The GOP Health Care Bill Could Already Be Dead (But They're Gonna Vote Anyway)
On Tuesday morning, with a hotly anticipated motion to proceed vote on the horizon, Kentucky senator Rand Paul declared the Obamacare replacement bill effectively dead in a string of tweets. Paul announced that Senate Majority Leader Sen. Mitch McConnell told him that the "plan for today is to take up the 2015 clean repeal bill as I've urged," and that Senate Republicans would need 60 votes for its health care bill to pass, which would be impossible even if all 52 GOP senators vote yes.

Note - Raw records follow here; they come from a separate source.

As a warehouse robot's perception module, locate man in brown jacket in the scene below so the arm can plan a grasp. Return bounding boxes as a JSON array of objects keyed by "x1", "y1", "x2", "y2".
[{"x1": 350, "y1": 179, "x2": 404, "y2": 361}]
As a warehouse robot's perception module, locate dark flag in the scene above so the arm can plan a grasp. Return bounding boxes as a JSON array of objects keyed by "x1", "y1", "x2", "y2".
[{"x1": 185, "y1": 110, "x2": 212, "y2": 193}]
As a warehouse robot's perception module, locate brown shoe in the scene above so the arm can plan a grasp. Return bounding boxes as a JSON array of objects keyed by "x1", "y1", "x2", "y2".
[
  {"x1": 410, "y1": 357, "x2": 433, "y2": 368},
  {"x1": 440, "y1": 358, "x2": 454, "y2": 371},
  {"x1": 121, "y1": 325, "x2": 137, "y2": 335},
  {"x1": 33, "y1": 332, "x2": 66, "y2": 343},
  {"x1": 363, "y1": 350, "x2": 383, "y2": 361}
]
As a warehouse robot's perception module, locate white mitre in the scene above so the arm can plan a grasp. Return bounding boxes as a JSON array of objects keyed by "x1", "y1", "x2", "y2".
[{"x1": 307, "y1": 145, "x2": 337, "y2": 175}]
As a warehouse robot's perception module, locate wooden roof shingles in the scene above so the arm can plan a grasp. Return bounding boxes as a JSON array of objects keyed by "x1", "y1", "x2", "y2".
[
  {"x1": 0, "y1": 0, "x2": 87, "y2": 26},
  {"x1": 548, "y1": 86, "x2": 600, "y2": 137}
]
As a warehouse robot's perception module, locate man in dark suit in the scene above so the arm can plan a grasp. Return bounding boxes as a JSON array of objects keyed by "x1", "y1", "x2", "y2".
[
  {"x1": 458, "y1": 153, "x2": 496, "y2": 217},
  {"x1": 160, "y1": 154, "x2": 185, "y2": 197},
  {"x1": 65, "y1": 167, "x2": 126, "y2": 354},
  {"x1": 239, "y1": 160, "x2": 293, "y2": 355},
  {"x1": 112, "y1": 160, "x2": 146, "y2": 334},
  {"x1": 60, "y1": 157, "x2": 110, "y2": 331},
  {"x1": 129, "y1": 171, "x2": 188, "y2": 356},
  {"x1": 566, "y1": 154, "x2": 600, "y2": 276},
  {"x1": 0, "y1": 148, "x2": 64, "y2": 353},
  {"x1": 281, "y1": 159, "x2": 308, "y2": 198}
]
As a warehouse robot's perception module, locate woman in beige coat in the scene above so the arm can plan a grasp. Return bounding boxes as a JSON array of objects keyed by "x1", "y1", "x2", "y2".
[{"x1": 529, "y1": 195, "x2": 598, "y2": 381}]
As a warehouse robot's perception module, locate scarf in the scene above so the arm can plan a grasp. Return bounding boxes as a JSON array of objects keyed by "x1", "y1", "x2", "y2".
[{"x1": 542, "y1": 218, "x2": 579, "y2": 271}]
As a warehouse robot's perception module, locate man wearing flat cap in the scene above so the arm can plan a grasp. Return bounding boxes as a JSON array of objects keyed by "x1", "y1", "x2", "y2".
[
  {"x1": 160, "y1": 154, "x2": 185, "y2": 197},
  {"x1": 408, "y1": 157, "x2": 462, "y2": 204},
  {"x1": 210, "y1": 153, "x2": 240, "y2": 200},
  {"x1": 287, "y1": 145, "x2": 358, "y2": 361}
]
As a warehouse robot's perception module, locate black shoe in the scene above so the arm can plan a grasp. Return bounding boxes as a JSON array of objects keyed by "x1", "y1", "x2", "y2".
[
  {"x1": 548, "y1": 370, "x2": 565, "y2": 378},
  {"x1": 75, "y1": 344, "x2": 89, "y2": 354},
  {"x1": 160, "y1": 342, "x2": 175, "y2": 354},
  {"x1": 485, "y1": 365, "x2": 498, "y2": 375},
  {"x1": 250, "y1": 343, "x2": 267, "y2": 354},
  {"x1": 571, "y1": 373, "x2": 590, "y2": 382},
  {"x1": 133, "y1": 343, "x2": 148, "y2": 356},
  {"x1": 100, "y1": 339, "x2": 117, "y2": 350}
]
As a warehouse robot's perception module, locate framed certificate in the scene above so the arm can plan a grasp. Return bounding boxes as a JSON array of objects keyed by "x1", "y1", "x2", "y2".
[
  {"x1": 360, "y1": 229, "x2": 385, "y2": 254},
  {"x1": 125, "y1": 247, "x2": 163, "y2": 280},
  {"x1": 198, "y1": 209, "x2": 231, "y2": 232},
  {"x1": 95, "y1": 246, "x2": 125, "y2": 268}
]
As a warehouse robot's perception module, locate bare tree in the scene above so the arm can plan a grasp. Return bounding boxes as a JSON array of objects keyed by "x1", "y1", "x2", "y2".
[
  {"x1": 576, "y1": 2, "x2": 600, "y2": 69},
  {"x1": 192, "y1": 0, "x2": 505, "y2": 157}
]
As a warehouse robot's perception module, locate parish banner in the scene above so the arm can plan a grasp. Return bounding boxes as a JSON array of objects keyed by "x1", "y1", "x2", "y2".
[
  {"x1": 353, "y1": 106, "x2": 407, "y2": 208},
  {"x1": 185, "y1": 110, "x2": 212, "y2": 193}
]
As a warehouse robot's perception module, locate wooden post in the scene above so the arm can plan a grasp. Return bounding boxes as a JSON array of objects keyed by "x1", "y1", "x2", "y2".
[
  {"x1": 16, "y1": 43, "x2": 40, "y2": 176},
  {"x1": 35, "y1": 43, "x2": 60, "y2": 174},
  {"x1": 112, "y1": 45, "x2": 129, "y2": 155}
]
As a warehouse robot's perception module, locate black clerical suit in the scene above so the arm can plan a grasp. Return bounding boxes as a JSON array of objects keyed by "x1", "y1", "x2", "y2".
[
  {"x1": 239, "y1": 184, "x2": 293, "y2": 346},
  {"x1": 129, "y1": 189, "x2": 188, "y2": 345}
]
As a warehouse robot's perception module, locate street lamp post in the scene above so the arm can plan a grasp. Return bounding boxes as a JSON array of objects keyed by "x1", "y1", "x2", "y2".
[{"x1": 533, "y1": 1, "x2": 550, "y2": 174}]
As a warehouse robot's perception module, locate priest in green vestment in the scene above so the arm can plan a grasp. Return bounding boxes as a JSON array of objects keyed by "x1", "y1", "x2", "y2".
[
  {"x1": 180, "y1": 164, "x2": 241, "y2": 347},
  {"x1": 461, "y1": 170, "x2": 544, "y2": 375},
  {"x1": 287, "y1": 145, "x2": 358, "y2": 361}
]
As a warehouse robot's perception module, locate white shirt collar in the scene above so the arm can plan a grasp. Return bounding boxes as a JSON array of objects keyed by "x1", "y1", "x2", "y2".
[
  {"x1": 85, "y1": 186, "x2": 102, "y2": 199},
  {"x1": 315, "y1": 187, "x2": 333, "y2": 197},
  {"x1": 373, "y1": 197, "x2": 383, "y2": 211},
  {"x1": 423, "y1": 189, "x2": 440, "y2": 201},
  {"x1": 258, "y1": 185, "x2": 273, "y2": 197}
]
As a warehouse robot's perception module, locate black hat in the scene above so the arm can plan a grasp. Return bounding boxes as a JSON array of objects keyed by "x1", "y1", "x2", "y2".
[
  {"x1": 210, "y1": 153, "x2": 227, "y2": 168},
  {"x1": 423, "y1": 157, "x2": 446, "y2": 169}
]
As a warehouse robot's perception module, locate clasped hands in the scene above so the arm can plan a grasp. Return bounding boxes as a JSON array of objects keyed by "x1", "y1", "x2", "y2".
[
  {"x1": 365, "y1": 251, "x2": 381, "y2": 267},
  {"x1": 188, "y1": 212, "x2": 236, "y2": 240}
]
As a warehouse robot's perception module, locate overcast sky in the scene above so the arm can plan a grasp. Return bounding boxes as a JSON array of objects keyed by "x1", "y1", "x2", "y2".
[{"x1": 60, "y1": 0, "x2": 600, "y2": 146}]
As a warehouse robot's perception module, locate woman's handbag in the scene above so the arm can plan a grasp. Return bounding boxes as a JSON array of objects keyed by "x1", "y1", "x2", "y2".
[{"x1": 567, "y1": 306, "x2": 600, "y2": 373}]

A member of the Senate GOP's hardcore conservative wing, Paul has long opposed his party's legislation to replace the Affordable Care Act, arguing that it doesn't go far enough, and that the GOP should instead vote on a full and total repeal of the health care law with or without an immediate replacement. And according to his analysis, at least, that may be what ends up happening.
It's all thanks to the Byrd Rule, which dictates that the Senate process of reconciliation can't be used to pass bills containing elements that the Senate parliamentarian deems irrelevant or unrelated to the budget. This is crucial, because a reconciliation vote only requires 50 votes for passage, while a vote on a normal bill requires 60 votes to break a filibuster.
Considering that the Republicans were struggling mightily to cobble together just 50 votes for their hyper-controversial, hyper-unpopular health care legislation, and that they only control 52 seats outright, a 60-vote threshold is a virtual death sentence for the bill.
Which is why, according to Paul, the Senate leadership is now considering what he's been begging for all along: a vote on fully repealing the ACA, even though it won't immediately be replaced with anything. Many Republican senators have floated the idea of voting for a full repeal which delays implementation by two years, thus giving the GOP-led Congress time to craft a replacement policy, and pushing the impact of its decision back past the 2018 midterm elections.
It's unclear if that's precisely what will be voted on if the motion to proceed passes on Tuesday, but it's clearly what Paul is rooting for. For the record, the Congressional Budget Office's scoring for full repeal is even more cautionary than its scoring for the Senate's replacement bill ― more than 32 million Americans would be projected to lose their health insurance if a full repeal were passed.
While it's not clear when precisely the motion to proceed vote will occur, it's widely expected to be happening on Tuesday afternoon. At the time of this writing, it's an open question whether the GOP will get the 50 votes necessary to move to floor debate. If it does, however, a vote on full repeal is the likely outcome.